Davalı vekilinin, tahkim anlaşmasının tarafı olmadığı, tebligatların süresinde ve usulüne uygun yapılmadığı ve bu itibarla savunma hakkının kısıtlandığı, kamu düzenine aykırılık teşkil eden hususlar bulunduğuna yönelik istinaf istemlerinin de dosya içerisinde bulunan taraflar arasında akdedilen sözleşme, davacı tarafça ibraz edilen belgeler itibariyle yerinde olmadığı, mevcut delil durumu ve ileri sürülen istinaf istemleri nazara alındığında somut uyuşmazlık kapsamında yabancı hakem kararının tenfiz şartlarının oluştuğu ve ilk derece mahkemesince davanın kabulüne karar verilmesinde herhangi bir isabetsizliğin bulunmadığı kanaatine varıldığından, davalı vekilinin istinaf isteminin HMK’nın 353/1.b.1 maddesi uyarınca esastan reddine dair aşağıdaki şekilde hüküm kurmak gerekmiştir.
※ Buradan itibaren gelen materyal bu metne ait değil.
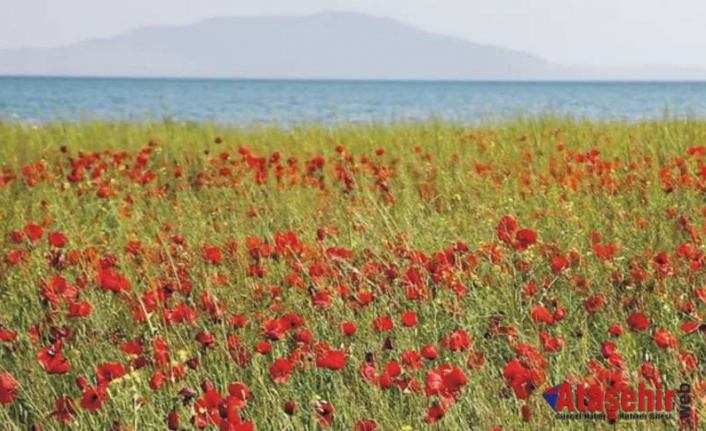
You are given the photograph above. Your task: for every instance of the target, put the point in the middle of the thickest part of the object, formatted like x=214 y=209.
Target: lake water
x=244 y=102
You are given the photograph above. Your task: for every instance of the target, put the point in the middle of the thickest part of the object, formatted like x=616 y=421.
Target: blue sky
x=574 y=32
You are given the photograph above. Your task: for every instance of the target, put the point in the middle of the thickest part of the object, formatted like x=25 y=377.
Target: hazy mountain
x=324 y=45
x=334 y=45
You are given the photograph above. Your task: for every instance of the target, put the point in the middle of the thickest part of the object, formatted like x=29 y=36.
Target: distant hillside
x=325 y=45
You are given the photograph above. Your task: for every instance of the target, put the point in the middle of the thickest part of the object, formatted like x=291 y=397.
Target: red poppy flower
x=524 y=239
x=173 y=422
x=324 y=413
x=212 y=254
x=594 y=303
x=434 y=413
x=93 y=398
x=446 y=382
x=540 y=314
x=348 y=328
x=263 y=348
x=110 y=280
x=526 y=413
x=206 y=340
x=558 y=264
x=409 y=319
x=8 y=388
x=57 y=239
x=290 y=407
x=34 y=232
x=615 y=330
x=280 y=370
x=429 y=352
x=638 y=322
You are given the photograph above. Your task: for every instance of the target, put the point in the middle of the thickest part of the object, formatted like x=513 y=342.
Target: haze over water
x=246 y=102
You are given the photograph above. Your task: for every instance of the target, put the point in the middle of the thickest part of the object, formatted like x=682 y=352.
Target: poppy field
x=405 y=277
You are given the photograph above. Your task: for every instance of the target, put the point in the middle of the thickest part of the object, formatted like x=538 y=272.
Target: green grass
x=446 y=183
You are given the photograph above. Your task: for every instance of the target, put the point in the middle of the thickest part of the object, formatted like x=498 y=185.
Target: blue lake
x=244 y=102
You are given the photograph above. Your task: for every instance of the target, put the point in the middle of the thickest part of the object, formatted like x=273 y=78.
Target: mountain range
x=328 y=45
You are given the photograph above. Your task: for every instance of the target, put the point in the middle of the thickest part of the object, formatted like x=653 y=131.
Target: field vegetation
x=405 y=277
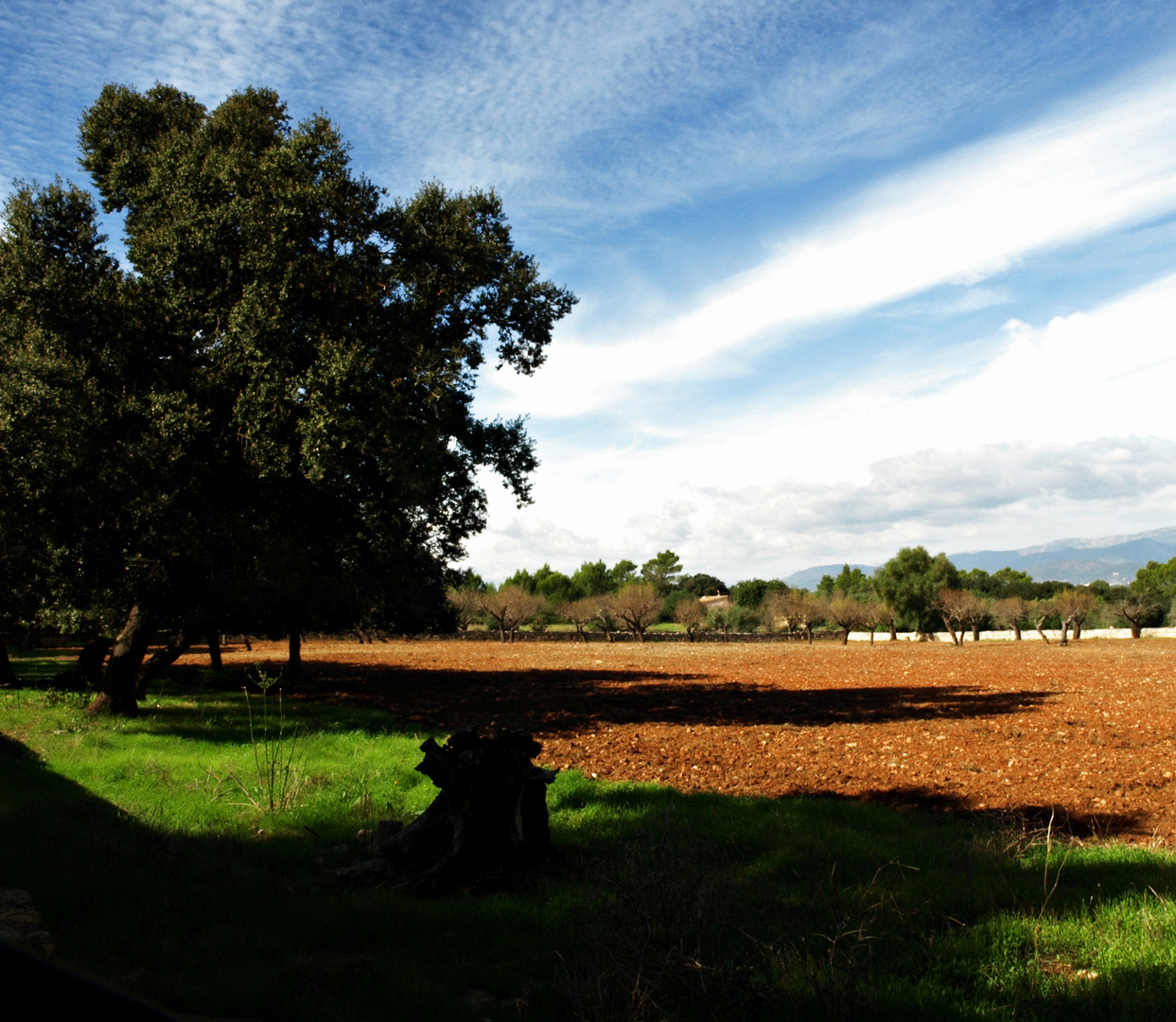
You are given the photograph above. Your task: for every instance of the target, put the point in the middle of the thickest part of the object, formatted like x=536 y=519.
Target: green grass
x=666 y=906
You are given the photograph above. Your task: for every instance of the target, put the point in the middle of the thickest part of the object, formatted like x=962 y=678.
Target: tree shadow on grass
x=217 y=925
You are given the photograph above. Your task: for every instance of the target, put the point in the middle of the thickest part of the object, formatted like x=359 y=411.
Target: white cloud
x=1065 y=430
x=961 y=219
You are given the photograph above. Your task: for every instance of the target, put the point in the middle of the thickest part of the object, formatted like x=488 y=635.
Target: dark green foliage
x=750 y=591
x=1156 y=585
x=590 y=579
x=909 y=582
x=1009 y=582
x=621 y=574
x=662 y=572
x=850 y=581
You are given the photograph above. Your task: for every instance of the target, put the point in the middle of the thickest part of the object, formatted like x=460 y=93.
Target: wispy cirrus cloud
x=962 y=218
x=1022 y=445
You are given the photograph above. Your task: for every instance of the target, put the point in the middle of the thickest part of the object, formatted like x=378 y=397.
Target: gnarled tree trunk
x=163 y=659
x=294 y=663
x=87 y=671
x=214 y=657
x=488 y=822
x=8 y=675
x=119 y=682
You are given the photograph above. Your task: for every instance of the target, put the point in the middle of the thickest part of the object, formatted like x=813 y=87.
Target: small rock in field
x=478 y=998
x=21 y=924
x=332 y=964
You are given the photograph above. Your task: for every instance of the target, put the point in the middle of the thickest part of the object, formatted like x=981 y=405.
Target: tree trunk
x=294 y=664
x=8 y=675
x=487 y=826
x=121 y=675
x=163 y=659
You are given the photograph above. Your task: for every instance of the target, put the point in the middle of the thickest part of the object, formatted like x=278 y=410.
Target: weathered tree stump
x=485 y=827
x=86 y=674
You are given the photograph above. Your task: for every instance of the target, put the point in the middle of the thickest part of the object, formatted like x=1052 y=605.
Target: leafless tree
x=509 y=607
x=638 y=605
x=468 y=606
x=1073 y=606
x=879 y=611
x=605 y=620
x=1137 y=608
x=848 y=611
x=1010 y=611
x=1039 y=610
x=954 y=606
x=974 y=610
x=690 y=613
x=580 y=613
x=804 y=608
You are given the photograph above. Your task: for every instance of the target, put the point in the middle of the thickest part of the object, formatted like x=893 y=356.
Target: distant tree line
x=914 y=591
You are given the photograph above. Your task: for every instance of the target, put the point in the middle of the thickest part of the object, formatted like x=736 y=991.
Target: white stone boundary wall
x=1027 y=634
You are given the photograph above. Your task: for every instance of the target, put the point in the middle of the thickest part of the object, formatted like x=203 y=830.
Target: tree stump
x=86 y=674
x=487 y=826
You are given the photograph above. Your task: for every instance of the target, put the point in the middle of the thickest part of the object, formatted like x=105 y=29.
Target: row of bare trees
x=633 y=607
x=963 y=608
x=638 y=606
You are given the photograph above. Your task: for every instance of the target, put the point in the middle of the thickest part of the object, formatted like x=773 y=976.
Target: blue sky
x=851 y=275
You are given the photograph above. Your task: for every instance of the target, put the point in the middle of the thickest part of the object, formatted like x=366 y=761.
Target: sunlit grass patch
x=156 y=875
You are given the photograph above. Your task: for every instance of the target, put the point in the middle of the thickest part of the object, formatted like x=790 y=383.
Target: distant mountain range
x=1113 y=558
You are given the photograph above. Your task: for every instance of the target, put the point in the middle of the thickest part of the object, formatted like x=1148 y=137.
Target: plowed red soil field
x=1087 y=731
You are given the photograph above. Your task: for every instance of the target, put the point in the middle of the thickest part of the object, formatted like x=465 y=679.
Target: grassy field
x=154 y=870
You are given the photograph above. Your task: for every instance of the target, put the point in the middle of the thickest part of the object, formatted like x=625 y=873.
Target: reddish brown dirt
x=1087 y=730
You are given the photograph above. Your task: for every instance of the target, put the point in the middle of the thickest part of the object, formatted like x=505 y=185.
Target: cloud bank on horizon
x=852 y=276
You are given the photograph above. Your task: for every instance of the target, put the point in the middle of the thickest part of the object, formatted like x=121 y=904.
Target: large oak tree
x=267 y=421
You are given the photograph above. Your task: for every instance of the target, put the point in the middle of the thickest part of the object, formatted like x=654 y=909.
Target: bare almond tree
x=1137 y=608
x=511 y=607
x=953 y=606
x=1009 y=613
x=1039 y=610
x=690 y=613
x=468 y=606
x=638 y=605
x=580 y=613
x=1073 y=606
x=848 y=611
x=879 y=611
x=803 y=609
x=974 y=610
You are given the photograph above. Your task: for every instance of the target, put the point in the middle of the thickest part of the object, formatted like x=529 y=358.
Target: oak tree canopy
x=265 y=421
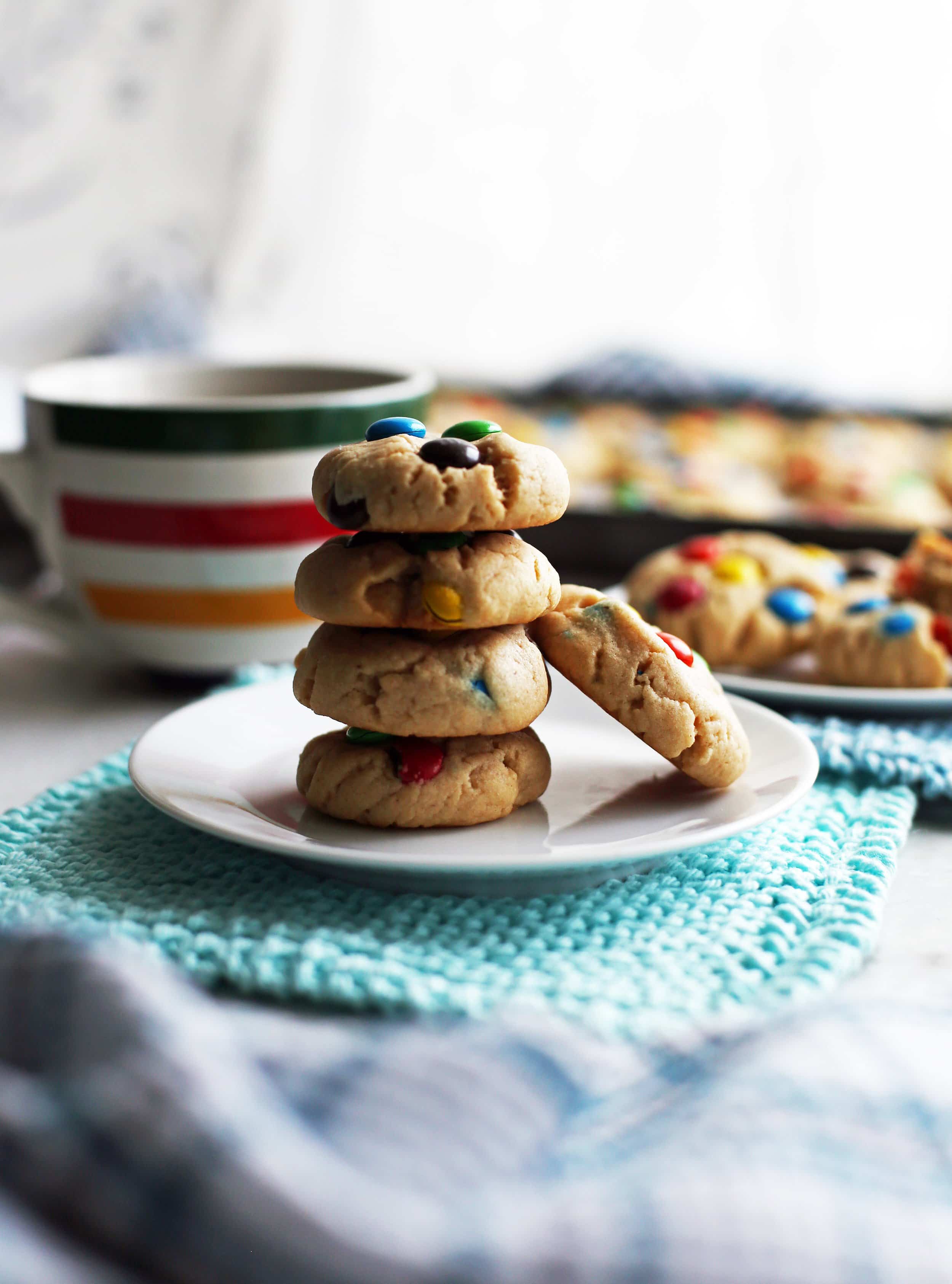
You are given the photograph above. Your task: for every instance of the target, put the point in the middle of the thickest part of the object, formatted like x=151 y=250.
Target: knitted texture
x=918 y=754
x=722 y=935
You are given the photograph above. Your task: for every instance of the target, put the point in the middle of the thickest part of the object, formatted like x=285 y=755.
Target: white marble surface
x=59 y=716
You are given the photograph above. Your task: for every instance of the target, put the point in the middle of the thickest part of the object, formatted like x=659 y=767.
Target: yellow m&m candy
x=738 y=569
x=443 y=603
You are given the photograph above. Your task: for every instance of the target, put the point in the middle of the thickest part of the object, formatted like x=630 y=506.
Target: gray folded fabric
x=158 y=1130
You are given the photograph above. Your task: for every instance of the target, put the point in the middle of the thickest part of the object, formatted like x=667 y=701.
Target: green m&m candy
x=473 y=429
x=358 y=736
x=435 y=542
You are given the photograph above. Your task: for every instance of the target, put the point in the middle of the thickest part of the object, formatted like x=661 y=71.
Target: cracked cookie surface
x=473 y=682
x=385 y=486
x=625 y=665
x=493 y=578
x=480 y=779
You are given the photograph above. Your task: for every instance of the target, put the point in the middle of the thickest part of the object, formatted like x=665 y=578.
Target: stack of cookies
x=424 y=651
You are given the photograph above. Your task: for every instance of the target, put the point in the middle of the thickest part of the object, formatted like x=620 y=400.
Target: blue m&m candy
x=868 y=604
x=897 y=624
x=792 y=605
x=398 y=425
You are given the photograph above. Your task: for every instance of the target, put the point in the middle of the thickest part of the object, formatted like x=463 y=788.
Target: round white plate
x=801 y=694
x=791 y=686
x=226 y=764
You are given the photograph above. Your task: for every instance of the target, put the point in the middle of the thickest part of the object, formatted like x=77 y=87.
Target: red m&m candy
x=702 y=549
x=679 y=592
x=682 y=650
x=942 y=632
x=419 y=761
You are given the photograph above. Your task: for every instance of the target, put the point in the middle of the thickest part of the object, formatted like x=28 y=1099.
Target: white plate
x=800 y=694
x=226 y=764
x=791 y=686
HÜKÜM : Gerekçesi yukarıda açıklandığı üzere;
1- Davalı vekilinin istinaf başvuru talebinin ESASTAN REDDİNE,
2- Alınan harç yeterli olduğundan yeniden harç alınmasına yer olmadığına,
3- İstinaf incelemesi sırasında duruşma açılmadığından ücret-i vekalet ile ilgili hüküm kurulmasına yer olmadığına,
4- İstinafa başvuran davalı tarafından yapılan istinaf yargılama giderlerinin üzerinde bırakılmasına,
5-Hukuk Muhakemeleri Kanunu’nun 359/4. maddesi gereğince kararın tebliği işlemlerinin Dairemiz tarafından yapılmasına,
6- Kararın temyiz edilmeden kesinleşmesi halinde dava dosyasının İlk Derece Mahkemesine gönderilmesine,
Dair, dosya üzerinde yapılan inceleme sonucunda verilen kararın HMK’nın 361/1 maddesi gereğince taraflara tebliğinden itibaren iki hafta içerisinde Dairemize, temyiz edenin bulunduğu yer Bölge Adliye Mahkemesi Hukuk Dairesi’ne veya İlk Derece Mahkemesine verilecek dilekçe ile temyiz kanun yoluna başvurma talebinde bulunulabileceğine 12/10/2022 tarihinde oy birliği ile karar verildi.